Some reflections on the results of the UTRAS research
In the UTRAS research (in 1994) an object has been imagined as a first step towards the deepening of the topic, that of a more detailed listing of those environmental Sub-systems (which have already, in brief, been identified when those areas of national territory that functioned as ‘urban Systems' were delimited).
The classification of sub-systems was agreed on, in fact, either in relation to the urban Systems, to which the sub-systems belong, or in relation to the role which, in terms of total surface area and of ‘specificity', such sub-systems develop in their entirety in the territorial policy of the Country.
Dealing with vast and numerous, but dispersed and little populated areas, with reduced unitary dimensions and frequently endowed with original regional characteristics, it has been thought that their planning should not only be at exclusive competence of local agencies and regions, but that also there shouldn't be a superior scale to that local one, suitable to face their issues.
To these considerations, even if acceptable in general terms, need also to be added others that reduce their importance.
No doubt that, in effect, the most suitable scale for the planning of individual environmental subsystems could be that regional one; no doubt that it would be opportune to allocate to the Regions large responsibilities in elaborating and/or coordinating such plans.

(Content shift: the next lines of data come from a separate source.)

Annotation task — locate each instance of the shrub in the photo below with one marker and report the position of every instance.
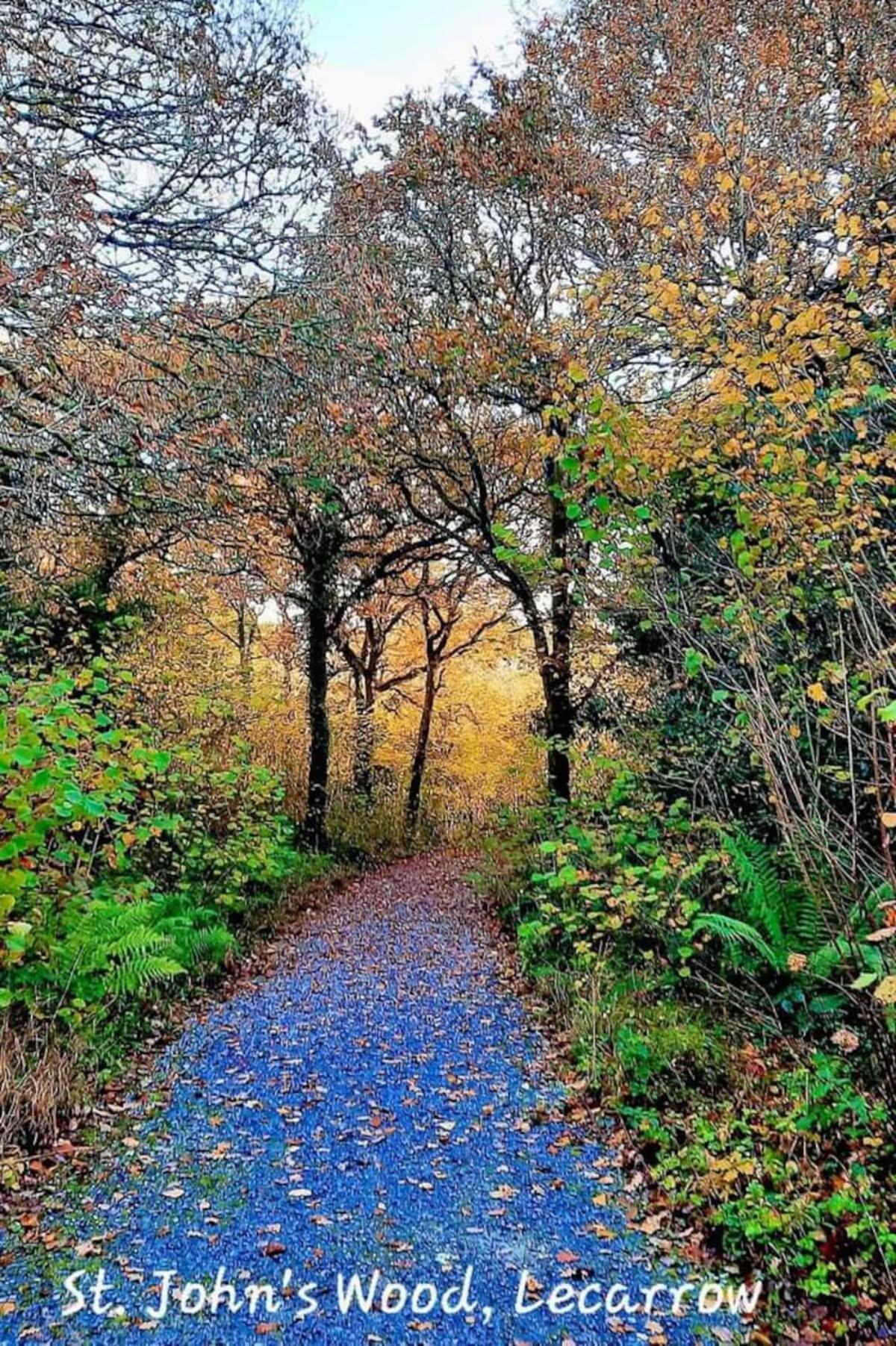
(124, 864)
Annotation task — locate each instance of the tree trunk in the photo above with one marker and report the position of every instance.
(362, 767)
(315, 826)
(557, 672)
(419, 764)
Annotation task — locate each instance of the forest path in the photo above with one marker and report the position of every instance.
(367, 1106)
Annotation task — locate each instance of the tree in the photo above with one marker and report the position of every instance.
(159, 164)
(449, 602)
(461, 271)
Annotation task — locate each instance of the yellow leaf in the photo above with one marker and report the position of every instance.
(886, 991)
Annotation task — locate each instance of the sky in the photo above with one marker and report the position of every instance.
(370, 50)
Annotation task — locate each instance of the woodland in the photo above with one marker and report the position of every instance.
(513, 477)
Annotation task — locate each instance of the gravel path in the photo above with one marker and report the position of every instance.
(373, 1106)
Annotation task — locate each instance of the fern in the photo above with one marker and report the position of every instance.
(738, 933)
(760, 888)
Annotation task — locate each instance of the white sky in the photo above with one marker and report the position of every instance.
(370, 50)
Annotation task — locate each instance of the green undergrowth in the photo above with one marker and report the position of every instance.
(132, 868)
(713, 1012)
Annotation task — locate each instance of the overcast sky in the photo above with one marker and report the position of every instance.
(370, 50)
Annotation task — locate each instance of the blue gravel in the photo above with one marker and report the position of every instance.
(374, 1106)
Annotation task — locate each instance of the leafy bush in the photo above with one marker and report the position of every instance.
(124, 864)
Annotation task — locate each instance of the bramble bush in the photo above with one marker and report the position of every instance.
(127, 866)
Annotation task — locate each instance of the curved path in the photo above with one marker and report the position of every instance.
(373, 1106)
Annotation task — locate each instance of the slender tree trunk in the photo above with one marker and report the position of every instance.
(244, 646)
(556, 672)
(419, 764)
(365, 700)
(315, 826)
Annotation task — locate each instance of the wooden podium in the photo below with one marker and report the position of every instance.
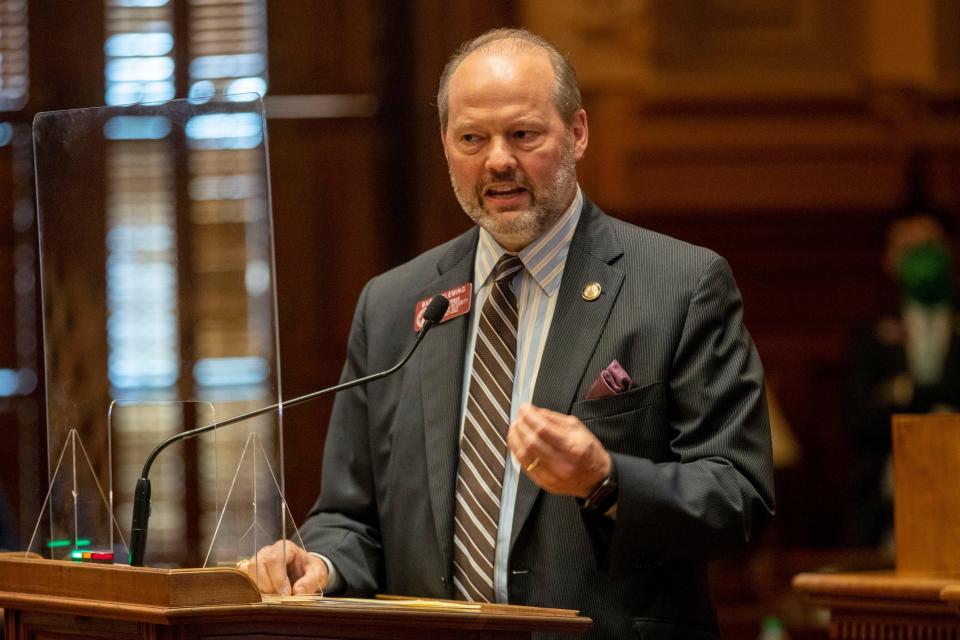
(921, 597)
(58, 600)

However, the potentiality existing in a national policy is not to be neglected, confronting, according to a unitary strategy, the planning of the environmental, urban subsystems – although its modalities and detail levels are all yet to be defined. We must take in account that most of the national territory falls into the ambit of free areas.
These programmed actions should be engaged within a more general policy of the environmental Systems, in order to be articulated later, also in an autonomous way and possibly at national level, according to modalities that are, among other things, the object of this research to be outlined. The main effect of such a policy is to be a positive intervention in the recovery and the protection of the environment and of the historical and cultural heritage.
However, as far as it is right to put this objective explicitly at the first place among those concerning a policy favouring environmental subsystems, it is also necessary to emphasize that this kind of action is not intended for exclusive patterns of an environmental policy, but as a part of an overall strategy of urbanisation of the national territory. Besides, it is sound to advance right now that a strategy of recovery of the peripheral areas and the environmental Sub-systems, functional to the economy of the city, represents a guideline of the present research.
We can look at two essential motivations, and some connected to them, for which it is desirable and possible to promote a policy of the environmental subsystem:
because of the important share of the entire surface of the national territory included within the borders of the environmental Subsystems, the functions plaid by them, in their entirety, cannot escape the attention of national planning;
thus these areas must be valorised and managed with the idea that they constitute not only a local, but also a national heritage, because of the environmental and historical-cultural functions that they developed.
In particular, at this moment it can be stated that, in principle, while the policy of urban Systems is aimed at the achievement of the city effect in every area composing the system, the policy of the environmental Subsystems is mainly aimed at environmental issues, intended also as a safeguard of the local, natural and historical-cultural specificities.
The study of an operational taxonomy of the environmental Subsystems, of which the implementation constitutes an introductory operation for the research of common programmatic outlines, is therefore integrated in the more general and comprehensive urban policy and completes it by emphasising on environmental issues.